Studies evaluating CEUS applications in the identification of sentinel lymph nodes (SLNs).
Article | Year | Sample size | Characterization | Adverse events | Microbubbles |
Sever et al.[11] | 2009 | 54 | Identified sentinel lymph nodes (SLNs) in 89% of patients (48/54) | Burning sensation, superficial bruising | SonoVue (Bracco SpA, Milan, Italy) |
Sever et al.[10] | 2011 | 80 | Preoperatively localized SLNs in 89% of 80 patients | Burning sensation, superficial bruising | SonoVue (Bracco SpA, Milan, Italy) |
Xie et al.[13] | 2015 | 100 | Demonstrated feasibility of SLN tracing in 100 patients, with a 97.03% identification rate (98/101) | Not reported | SonoVue (Bracco SpA, Milan, Italy) |
Hao et al.[9] | 2020 | 68 | Achieved 100% SLN identification (68/68) | No adverse events noted | Sonazoid (GE Healthcare, Oslo, Norway |
Li et al.[28] | 2019 | 453 | Successfully detected enhanced lymphatic channels in 445 of 453 patients, resulting in a 98.2% identification rate. SLN-CEUS identified a total of 765 sentinel lymph nodes, averaging 1.72 per patient | No adverse events noted | SonoVue (Bracco SpA, Milan, Italy) |
Cui et al.[7] | 2023 | 109 | CEUS successfully identified sentinel lymph nodes in 96.3% of patients, showing it to be a highly effective technique. The study found that there was a 100% concordance between the CEUS-guided SLNs and those identified by the blue dye method, indicating that CEUS could reliably match the results from traditional SLNB | No adverse events noted | SonoVue (Bracco SpA, Milan, Italy) |
Preoperative mapping for lymphatic surgery
CEUS has shown potential in preoperative mapping of lymphatic vessels for LVA surgery, as demonstrated in Table 3. While indocyanine green (ICG) fluorescent lymphography is the reference standard for visualizing lymphatics for LVA surgery, recent studies have demonstrated that CEUS with intradermal injections of microbubbles can effectively identify more target lymphatic vessels in the extremities[14-17].
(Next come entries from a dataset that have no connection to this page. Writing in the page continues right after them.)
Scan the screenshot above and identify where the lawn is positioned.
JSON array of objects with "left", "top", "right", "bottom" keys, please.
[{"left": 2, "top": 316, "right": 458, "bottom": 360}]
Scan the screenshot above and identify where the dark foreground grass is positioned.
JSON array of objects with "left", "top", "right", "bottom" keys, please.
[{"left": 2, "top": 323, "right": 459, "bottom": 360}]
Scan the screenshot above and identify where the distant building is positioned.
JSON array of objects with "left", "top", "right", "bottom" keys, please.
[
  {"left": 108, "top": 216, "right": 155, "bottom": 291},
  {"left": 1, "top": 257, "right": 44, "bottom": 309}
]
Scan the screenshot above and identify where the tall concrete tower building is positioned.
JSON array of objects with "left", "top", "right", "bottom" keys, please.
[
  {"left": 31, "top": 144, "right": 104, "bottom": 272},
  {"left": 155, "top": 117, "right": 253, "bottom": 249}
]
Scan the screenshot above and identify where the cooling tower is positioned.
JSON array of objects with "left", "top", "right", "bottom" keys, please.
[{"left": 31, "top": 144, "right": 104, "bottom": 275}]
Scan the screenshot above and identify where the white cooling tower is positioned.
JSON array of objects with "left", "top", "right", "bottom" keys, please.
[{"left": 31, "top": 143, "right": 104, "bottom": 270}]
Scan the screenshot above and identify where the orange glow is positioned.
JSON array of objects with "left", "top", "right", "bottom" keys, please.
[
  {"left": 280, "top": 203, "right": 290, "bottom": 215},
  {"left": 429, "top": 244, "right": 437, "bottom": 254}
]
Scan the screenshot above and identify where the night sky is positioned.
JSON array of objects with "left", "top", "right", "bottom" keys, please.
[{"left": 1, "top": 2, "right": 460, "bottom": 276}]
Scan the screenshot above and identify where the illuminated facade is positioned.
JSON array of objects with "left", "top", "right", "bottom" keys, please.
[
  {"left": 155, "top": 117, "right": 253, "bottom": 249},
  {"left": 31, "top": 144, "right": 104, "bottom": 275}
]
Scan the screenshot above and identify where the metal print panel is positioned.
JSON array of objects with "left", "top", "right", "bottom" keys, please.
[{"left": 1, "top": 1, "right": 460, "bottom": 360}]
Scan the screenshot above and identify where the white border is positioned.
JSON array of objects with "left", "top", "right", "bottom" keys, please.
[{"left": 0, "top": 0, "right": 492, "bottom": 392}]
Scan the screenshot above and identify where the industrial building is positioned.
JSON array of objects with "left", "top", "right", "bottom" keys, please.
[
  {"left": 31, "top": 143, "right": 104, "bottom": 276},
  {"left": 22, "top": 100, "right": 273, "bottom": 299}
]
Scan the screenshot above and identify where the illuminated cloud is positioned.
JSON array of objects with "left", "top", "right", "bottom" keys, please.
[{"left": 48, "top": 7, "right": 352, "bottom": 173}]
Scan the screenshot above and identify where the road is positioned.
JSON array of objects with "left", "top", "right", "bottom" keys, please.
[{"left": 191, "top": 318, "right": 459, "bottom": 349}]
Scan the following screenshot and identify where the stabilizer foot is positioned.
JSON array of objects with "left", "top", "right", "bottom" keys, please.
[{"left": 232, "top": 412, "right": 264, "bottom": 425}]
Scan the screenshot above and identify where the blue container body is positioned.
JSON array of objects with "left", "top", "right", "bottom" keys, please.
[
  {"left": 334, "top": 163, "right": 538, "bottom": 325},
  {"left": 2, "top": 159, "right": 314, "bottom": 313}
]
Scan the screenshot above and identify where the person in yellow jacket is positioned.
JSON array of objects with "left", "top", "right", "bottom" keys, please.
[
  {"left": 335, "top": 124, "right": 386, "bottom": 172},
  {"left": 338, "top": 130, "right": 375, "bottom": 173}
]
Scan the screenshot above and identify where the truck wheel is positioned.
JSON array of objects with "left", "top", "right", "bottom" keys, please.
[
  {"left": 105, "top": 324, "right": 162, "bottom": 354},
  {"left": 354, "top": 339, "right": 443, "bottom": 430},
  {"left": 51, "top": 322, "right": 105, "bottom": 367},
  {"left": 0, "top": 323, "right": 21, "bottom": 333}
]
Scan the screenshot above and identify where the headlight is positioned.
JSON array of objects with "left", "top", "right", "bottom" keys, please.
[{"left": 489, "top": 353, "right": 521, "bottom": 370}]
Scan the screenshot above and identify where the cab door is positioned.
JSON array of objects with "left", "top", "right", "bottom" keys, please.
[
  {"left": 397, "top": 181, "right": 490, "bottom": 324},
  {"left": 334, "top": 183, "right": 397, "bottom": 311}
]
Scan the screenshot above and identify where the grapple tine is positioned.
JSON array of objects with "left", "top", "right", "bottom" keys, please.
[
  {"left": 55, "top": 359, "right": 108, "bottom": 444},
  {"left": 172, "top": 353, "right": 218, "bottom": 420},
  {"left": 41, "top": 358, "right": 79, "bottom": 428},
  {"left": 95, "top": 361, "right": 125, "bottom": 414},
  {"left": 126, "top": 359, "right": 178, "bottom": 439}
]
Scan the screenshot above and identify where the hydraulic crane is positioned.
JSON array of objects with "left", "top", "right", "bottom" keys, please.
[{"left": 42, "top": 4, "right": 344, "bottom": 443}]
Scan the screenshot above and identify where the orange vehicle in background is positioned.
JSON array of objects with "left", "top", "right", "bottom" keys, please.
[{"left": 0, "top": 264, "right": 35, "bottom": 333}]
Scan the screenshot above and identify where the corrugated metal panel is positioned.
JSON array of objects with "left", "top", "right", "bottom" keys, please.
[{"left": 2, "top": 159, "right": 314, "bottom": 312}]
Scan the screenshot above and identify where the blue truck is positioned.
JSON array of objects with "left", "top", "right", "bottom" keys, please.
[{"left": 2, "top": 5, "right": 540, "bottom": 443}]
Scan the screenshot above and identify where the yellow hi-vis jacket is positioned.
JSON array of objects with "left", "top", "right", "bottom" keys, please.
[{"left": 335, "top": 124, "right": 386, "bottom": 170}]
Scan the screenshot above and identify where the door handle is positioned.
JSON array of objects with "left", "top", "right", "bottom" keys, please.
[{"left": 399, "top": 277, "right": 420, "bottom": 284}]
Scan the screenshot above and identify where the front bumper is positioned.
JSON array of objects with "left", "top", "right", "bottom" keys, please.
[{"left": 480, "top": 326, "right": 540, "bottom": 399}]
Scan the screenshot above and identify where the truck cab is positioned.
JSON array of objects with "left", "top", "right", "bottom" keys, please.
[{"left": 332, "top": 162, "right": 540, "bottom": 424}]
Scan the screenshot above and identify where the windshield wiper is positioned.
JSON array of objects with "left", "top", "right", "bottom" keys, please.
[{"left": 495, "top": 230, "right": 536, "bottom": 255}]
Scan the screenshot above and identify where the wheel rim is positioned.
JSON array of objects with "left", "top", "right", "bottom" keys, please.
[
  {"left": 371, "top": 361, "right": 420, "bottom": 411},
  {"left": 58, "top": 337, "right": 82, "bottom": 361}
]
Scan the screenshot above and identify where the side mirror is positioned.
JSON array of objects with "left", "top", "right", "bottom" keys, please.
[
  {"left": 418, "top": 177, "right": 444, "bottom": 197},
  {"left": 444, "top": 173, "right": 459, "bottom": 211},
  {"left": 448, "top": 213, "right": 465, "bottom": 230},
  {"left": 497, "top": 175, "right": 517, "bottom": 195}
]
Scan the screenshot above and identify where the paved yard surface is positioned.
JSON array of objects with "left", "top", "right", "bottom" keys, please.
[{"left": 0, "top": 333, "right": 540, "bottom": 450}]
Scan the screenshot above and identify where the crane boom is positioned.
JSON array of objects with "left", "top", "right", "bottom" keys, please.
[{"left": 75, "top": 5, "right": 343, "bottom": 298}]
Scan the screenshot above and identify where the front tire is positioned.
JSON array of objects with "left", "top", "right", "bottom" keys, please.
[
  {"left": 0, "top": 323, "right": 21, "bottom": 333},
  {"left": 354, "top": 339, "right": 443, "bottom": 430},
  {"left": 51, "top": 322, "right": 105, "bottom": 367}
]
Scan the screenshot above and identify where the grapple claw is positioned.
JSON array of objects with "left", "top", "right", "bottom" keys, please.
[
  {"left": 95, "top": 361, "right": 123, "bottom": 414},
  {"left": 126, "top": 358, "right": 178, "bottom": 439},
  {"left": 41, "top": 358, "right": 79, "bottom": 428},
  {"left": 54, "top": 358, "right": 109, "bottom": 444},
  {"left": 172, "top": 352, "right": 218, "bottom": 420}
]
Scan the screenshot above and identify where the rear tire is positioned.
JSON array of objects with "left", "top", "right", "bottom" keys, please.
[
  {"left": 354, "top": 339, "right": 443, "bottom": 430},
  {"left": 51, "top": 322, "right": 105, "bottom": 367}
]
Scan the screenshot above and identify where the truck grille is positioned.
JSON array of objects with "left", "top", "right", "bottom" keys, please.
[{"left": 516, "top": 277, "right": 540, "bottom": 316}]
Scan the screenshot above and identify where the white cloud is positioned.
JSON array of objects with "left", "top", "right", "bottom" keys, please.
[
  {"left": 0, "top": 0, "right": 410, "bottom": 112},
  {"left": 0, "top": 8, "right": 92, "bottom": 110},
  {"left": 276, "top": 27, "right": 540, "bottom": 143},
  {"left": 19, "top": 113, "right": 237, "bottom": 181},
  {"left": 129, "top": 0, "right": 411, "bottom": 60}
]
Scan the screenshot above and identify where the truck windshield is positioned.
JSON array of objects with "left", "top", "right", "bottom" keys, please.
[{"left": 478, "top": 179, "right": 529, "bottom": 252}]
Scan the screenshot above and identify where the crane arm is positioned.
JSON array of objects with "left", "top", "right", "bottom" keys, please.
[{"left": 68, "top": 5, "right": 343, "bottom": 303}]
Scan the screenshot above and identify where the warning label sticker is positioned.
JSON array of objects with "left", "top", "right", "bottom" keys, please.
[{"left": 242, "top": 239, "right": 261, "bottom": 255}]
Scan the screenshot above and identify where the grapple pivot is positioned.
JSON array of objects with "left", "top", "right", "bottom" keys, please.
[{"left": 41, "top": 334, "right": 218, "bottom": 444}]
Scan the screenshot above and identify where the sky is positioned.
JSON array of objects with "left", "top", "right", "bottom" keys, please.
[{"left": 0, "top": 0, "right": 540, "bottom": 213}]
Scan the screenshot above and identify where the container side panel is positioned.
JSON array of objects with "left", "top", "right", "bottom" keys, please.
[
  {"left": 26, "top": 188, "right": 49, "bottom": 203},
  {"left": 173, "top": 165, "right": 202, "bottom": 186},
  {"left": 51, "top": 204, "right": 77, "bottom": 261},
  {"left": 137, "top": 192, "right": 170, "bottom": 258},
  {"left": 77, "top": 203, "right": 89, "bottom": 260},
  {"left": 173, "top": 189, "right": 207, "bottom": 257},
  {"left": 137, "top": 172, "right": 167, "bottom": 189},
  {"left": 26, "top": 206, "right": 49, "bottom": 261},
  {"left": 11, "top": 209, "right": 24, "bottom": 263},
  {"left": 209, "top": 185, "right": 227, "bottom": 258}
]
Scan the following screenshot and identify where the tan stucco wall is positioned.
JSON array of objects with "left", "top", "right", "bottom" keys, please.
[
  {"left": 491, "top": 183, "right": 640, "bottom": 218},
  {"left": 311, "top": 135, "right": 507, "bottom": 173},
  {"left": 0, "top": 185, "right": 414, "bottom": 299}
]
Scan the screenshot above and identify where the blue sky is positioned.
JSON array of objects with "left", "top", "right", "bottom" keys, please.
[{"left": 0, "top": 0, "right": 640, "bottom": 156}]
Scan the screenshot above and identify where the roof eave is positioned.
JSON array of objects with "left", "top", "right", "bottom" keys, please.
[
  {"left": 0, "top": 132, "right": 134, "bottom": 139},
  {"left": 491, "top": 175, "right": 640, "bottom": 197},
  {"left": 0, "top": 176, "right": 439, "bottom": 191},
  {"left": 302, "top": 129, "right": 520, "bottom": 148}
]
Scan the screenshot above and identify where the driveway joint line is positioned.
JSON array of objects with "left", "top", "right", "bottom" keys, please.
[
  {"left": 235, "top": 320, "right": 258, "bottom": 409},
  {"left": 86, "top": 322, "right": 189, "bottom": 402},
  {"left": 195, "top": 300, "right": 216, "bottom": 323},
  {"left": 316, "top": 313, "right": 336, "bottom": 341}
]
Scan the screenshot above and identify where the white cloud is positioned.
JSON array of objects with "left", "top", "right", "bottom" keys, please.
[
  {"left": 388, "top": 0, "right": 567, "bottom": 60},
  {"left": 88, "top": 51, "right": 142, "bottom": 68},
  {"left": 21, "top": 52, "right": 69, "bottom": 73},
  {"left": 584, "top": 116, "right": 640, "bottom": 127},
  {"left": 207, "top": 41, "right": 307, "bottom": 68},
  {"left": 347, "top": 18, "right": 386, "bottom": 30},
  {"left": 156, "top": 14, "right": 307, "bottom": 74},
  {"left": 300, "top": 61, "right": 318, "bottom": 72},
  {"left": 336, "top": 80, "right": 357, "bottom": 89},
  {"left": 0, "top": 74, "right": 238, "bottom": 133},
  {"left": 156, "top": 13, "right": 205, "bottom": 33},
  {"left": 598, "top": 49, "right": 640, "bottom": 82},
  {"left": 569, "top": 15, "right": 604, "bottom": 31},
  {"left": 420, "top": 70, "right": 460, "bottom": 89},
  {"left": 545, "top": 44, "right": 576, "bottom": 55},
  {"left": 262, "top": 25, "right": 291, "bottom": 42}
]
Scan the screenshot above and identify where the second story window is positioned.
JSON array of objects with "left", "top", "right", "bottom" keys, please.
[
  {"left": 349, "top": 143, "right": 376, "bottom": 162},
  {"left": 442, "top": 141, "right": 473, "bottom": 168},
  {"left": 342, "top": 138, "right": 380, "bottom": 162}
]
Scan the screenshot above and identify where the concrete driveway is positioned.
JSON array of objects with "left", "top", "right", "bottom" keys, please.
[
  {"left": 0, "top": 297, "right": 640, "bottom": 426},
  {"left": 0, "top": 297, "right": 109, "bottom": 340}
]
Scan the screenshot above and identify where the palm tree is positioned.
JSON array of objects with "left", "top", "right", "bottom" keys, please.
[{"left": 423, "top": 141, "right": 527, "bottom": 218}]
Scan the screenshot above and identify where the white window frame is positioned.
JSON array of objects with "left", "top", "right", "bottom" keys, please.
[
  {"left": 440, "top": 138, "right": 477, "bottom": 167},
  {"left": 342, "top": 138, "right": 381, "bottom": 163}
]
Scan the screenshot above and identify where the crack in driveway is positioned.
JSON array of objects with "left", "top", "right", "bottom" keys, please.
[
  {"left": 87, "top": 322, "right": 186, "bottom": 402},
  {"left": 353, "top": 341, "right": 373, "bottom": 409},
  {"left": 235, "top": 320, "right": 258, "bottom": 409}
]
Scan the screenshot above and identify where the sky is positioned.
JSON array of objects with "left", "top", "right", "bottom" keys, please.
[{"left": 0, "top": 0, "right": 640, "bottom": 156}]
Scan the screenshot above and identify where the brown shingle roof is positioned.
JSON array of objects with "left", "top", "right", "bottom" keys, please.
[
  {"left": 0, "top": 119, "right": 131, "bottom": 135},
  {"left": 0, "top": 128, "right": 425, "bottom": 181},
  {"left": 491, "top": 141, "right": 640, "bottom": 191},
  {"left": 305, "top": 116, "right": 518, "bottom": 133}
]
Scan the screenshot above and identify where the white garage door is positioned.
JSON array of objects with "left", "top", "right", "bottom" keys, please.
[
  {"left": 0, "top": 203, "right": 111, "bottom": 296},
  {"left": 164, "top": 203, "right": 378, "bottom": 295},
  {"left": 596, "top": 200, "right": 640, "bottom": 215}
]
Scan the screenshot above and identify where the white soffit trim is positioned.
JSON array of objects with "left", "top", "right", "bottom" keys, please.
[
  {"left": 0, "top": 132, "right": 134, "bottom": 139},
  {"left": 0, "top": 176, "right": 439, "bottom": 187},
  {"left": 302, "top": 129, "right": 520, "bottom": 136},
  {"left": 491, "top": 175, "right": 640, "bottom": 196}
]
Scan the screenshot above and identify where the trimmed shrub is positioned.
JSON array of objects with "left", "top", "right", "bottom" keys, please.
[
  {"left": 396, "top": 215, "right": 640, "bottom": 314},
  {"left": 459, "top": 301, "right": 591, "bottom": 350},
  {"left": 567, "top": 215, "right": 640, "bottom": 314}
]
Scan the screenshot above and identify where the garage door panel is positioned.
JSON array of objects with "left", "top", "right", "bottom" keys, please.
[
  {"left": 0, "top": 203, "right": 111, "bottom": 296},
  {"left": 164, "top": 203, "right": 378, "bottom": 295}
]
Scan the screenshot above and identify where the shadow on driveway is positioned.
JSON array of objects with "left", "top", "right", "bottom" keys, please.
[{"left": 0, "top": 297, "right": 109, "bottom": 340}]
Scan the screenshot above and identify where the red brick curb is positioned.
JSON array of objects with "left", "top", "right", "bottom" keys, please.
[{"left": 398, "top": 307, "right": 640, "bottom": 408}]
Studies evaluating CEUS applications in lymphatic imaging and surgery
Article | Year | Sample size | Characterization | Adverse events | Microbubbles |
Jang et al.[16] | 2022 | 11 | A total of 35 explorations were conducted (median of three per patient, range 2-4), leading to the creation of 24 LVAs (median of three per patient, range 0-4). Among the anastomoses, 33% (8/24) were mapped using both CEUS and ICG, 58% (14/24) with CEUS only, and 8% (2/24) with ICG only | No adverse events noted | (Lumason, Bracco Suisse) |
Lahtinen et al.[17] | 2022 | 30 | Successfully imaged lymphatic vessels in 98.3% of 30 cases. | No adverse events noted | Sonazoid (GE Healthcare, Oslo, Norway |
Zhu et al.[15] | 2023 | 1 | The study demonstrated the effectiveness of microbubbles in identifying deep lymph vessels, with successful treatment of severe lymphorrhea through lymphatic vessel anastomosis (LVA), which addresses the underlying pathophysiology and restores lymphatic flow | Not reported | Not mentioned |
Xiahou et al.[14] | 2024 | 20 | The CEUS group had a significantly greater average diameter of lymphatic vessels (0.78 ± 0.06 mm vs. 0.52 ± 0.05 mm, P < 0.001), a shorter operation duration (4.47 ± 0.37 min vs. 6.70 ± 0.45 min, P < 0.001), and fewer anastomosed lymphatic vessels (5.0 vs. 9.5, P < 0.001 | Not reported | SonoVue freeze-dried powder (Bracco), |
Jang et al.[19] | 2024 | 9 | Lymphatic vessels were visualized in eight of nine upper extremities, with a 100% success rate for Lumason (3/3) and Optison (3/3), and a 67% rate for Definity (2/3). Overall, lymphatic vessels were identified in 57% (36/63) of the injections in the study | No adverse events noted | Lumason, Optison and Definity |
For instance, in a study exploring the capabilities of CEUS for preoperative identification of lymphatic candidates lymphedema patients, Jang et al.[16] demonstrated that lymph vessels for LVA were successfully mapped in 33% of patients [8 of 24; 95% confidence interval (CI): 16-55] using both CEUS with intradermal microbubble injections (Lumason®; Bracco Suisse) and ICG fluorescent lymphography. CEUS alone identified lymphatics for LVA in 58% of patients (14 of 24; 95%CI: 37-78), while ICG fluorescent lymphography alone identified lymphatics for LVA in 8% of cases (2 of 24; 95%CI: 1-27)[16]. Similarly, Lahtinen et al. studied 30 healthy volunteers, and CEUS imaging of superficial lymphatic vessels was successful in 59 of 60 upper limbs (98.3%)[17].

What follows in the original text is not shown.